And that one decision may have just saved the entire business.
At the end of June 2022, cash and cash equivalents at Sea stood at US$7.8 billion. Simple back-of-the-envelope deduction of the US$6.3 billion, presciently raised last year, would have left the company with just US$1.5 billion — which is not enough to fund its survival through as little as the final two quarters of 2022.
Image Credit: Sea Ltd.Even if we assume that without the extra funding Sea would have cut down spending and limited investments many months earlier, it’s highly unlikely it would have been able to completely stem losses, and would still have been left with a financial runway of, at best, a year (or, likely, less).
Given the gloomy prospects as we’re heading into 2023, it would put it in really dire straits, particularly as its capitalisation has collapsed along with the rest of the stock market, to just US$23 billion today.
To raise as much as Li did then, he would now have to part with nearly one-third of the company — assuming, of course, there would be any takers.
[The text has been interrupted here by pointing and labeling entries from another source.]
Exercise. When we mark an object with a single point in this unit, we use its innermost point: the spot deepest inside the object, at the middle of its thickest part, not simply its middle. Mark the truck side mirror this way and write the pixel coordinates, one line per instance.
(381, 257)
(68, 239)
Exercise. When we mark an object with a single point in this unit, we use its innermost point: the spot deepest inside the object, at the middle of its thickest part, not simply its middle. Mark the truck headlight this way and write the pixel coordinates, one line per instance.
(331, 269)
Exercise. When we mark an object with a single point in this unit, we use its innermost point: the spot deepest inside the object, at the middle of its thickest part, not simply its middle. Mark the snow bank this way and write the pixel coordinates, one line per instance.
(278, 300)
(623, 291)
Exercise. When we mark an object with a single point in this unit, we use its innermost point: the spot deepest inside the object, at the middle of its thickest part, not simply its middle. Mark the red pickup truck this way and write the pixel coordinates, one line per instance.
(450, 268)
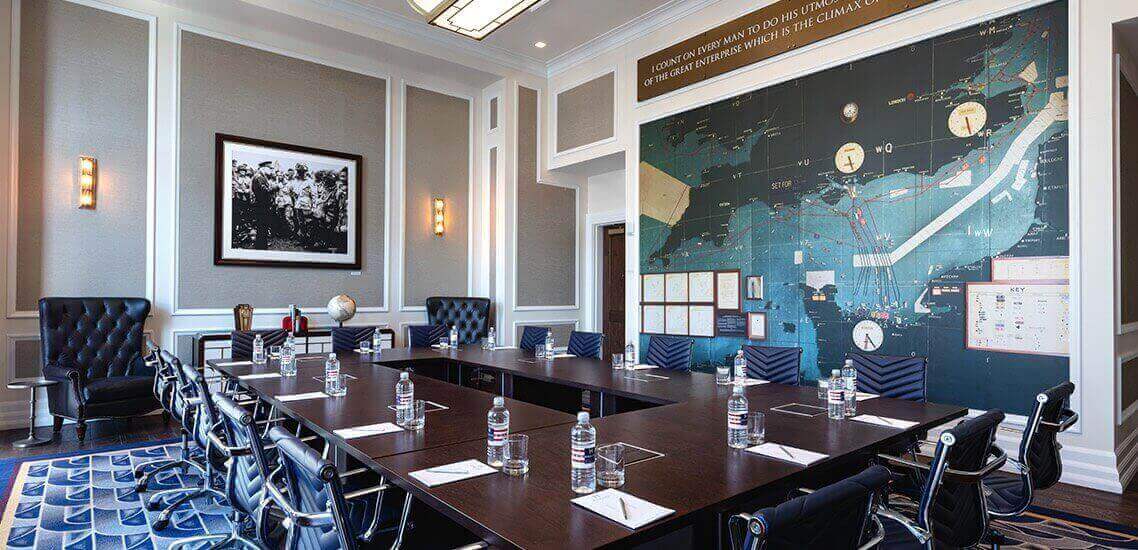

And at this price, a competitor like Alibaba could swallow Sea up with just a year worth of profits.
What a difference that one year made.
Reading the music
This whole situation reminds me of a gripping portrayal of a Wall Street fund CEO by Jeremy Irons in Margin Call (an excellent movie zooming in on the events of the day financial crisis in 2008 started, as first companies realised what’s coming).
John Tuld, played by Irons, proceeds to explain why he is in the CEO role, earning the big money and calling all the shots. It’s not greater skill or brains than that of his analysts or traders:
“I’m here for one reason and one reason alone. I’m here to guess what the music might do a week, a month, a year from now. That’s it. Nothing more.”
People often question why CEOs (founders or not) are paid millions of dollars when their regular employees often receive very little.
Well, this is precisely because a single decision made at the very top, using imperfect, incomplete data about unpredictable market situation can make or break the company.
Bank analysts and pundits can afford to be wrong — their stake in the business is negligible if any, but business leaders can’t.
And it seems that Li (likely aided by smart partners around) made a decision that turned out to be more profound that any of them may have even thought at the time. It must have seemed like a great deal, but it ended up providing a lifeline ahead of a storm that few predicted would come so soon.